IEEE Trans Neural Netw Learn Syst. 2018 Jun;29(6):2216-2226. doi: 10.1109/TNNLS.2018.2790981.
In this paper, a new training paradigm is proposed for deep reinforcement learning using self-paced prioritized curriculum learning with coverage penalty. The proposed deep curriculum reinforcement learning (DCRL) takes the most advantage of experience replay by adaptively selecting appropriate transitions from replay memory based on the complexity of each transition. The criteria of complexity in DCRL consist of self-paced priority as well as coverage penalty. The self-paced priority reflects the relationship between the temporal-difference error and the difficulty of the current curriculum for sample efficiency. The coverage penalty is taken into account for sample diversity. With comparison to deep Q network (DQN) and prioritized experience replay (PER) methods, the DCRL algorithm is evaluated on Atari 2600 games, and the experimental results show that DCRL outperforms DQN and PER on most of these games. More results further show that the proposed curriculum training paradigm of DCRL is also applicable and effective for other memory-based deep reinforcement learning approaches, such as double DQN and dueling network. All the experimental results demonstrate that DCRL can achieve improved training efficiency and robustness for deep reinforcement learning.

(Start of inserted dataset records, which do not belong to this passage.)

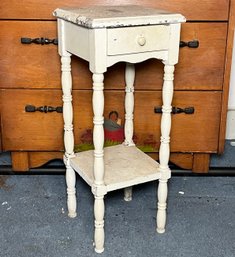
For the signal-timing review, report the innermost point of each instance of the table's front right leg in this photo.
(68, 133)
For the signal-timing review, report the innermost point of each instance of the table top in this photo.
(116, 16)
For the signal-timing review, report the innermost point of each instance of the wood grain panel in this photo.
(43, 132)
(36, 66)
(42, 9)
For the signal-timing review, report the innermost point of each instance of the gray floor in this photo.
(201, 219)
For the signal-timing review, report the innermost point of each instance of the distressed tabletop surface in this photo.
(116, 16)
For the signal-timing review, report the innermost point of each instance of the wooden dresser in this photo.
(30, 78)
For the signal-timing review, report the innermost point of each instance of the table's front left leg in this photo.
(164, 151)
(98, 139)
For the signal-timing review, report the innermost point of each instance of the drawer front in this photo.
(44, 131)
(34, 65)
(199, 68)
(38, 66)
(31, 130)
(42, 9)
(137, 39)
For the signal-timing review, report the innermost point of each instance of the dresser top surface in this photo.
(116, 16)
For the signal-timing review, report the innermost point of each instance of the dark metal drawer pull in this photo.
(45, 109)
(190, 44)
(176, 110)
(39, 41)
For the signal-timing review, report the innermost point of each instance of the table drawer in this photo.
(44, 131)
(42, 9)
(137, 39)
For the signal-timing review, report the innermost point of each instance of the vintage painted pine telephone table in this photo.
(105, 35)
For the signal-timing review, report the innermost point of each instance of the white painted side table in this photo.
(105, 35)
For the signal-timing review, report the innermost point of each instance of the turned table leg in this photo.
(98, 139)
(129, 109)
(68, 133)
(164, 151)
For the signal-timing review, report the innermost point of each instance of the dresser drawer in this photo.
(42, 9)
(137, 39)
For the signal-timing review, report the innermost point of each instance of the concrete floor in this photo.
(201, 219)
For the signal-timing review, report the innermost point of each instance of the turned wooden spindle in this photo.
(129, 103)
(68, 133)
(98, 139)
(164, 151)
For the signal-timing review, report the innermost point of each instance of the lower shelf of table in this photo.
(124, 166)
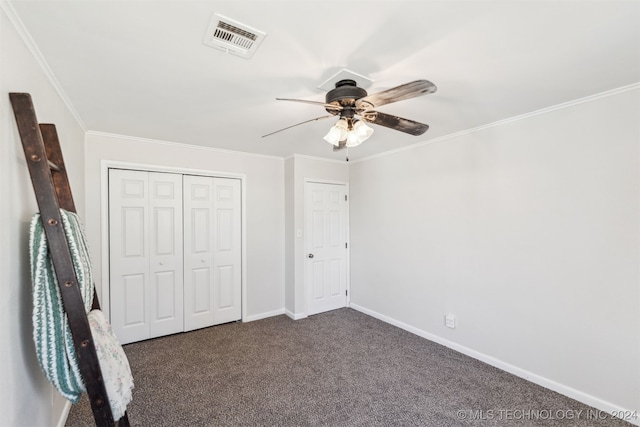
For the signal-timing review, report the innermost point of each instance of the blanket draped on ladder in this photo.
(52, 337)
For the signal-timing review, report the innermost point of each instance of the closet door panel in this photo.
(129, 254)
(165, 260)
(227, 253)
(198, 252)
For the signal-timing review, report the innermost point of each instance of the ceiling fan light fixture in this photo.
(359, 133)
(362, 130)
(337, 133)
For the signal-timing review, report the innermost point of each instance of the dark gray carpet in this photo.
(340, 368)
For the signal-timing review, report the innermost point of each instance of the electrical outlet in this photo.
(450, 321)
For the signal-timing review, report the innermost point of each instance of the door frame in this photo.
(306, 242)
(105, 165)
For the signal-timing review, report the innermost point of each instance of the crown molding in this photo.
(37, 55)
(181, 145)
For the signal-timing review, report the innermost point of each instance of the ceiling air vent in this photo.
(233, 37)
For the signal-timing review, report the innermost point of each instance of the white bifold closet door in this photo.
(175, 252)
(146, 259)
(212, 253)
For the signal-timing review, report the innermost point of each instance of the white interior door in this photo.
(212, 232)
(145, 256)
(326, 242)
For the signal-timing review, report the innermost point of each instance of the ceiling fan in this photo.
(355, 107)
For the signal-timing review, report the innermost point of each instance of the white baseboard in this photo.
(64, 415)
(295, 316)
(578, 395)
(263, 315)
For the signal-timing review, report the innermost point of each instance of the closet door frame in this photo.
(105, 165)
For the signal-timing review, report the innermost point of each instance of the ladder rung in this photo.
(53, 166)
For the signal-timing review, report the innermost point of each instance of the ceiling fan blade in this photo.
(395, 94)
(322, 104)
(395, 122)
(298, 124)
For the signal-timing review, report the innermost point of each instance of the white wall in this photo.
(300, 169)
(528, 232)
(264, 206)
(26, 399)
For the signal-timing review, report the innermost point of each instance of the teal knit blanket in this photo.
(54, 345)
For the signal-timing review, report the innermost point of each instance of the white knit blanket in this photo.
(52, 336)
(114, 365)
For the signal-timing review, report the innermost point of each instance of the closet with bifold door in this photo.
(174, 252)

在本文中,我们提出了一种新的深度强化学习训练范例,该范例使用自定步长优先课程学习和覆盖惩罚进行强化学习。所提出的深度课程强化学习(DCRL)通过自适应地从重放存储器中选择适当的转换,充分利用了经验重放的优势,该重放存储器基于每个转换的复杂性。DCRL 中的复杂度标准包括自定步长优先级和覆盖惩罚。自定步长优先级反映了时间差异误差与当前课程难度之间的关系,以提高样本效率。考虑到样本多样性,引入了覆盖惩罚。通过与深度 Q 网络(DQN)和优先经验重放(PER)方法的比较,在 Atari 2600 游戏上对 DCRL 算法进行了评估,实验结果表明,DCRL 在大多数这些游戏中都优于 DQN 和 PER。更多的结果进一步表明,所提出的 DCRL 课程训练范例也适用于其他基于记忆的深度强化学习方法,如双 DQN 和决斗网络。所有实验结果都表明,DCRL 可以提高深度强化学习的训练效率和鲁棒性。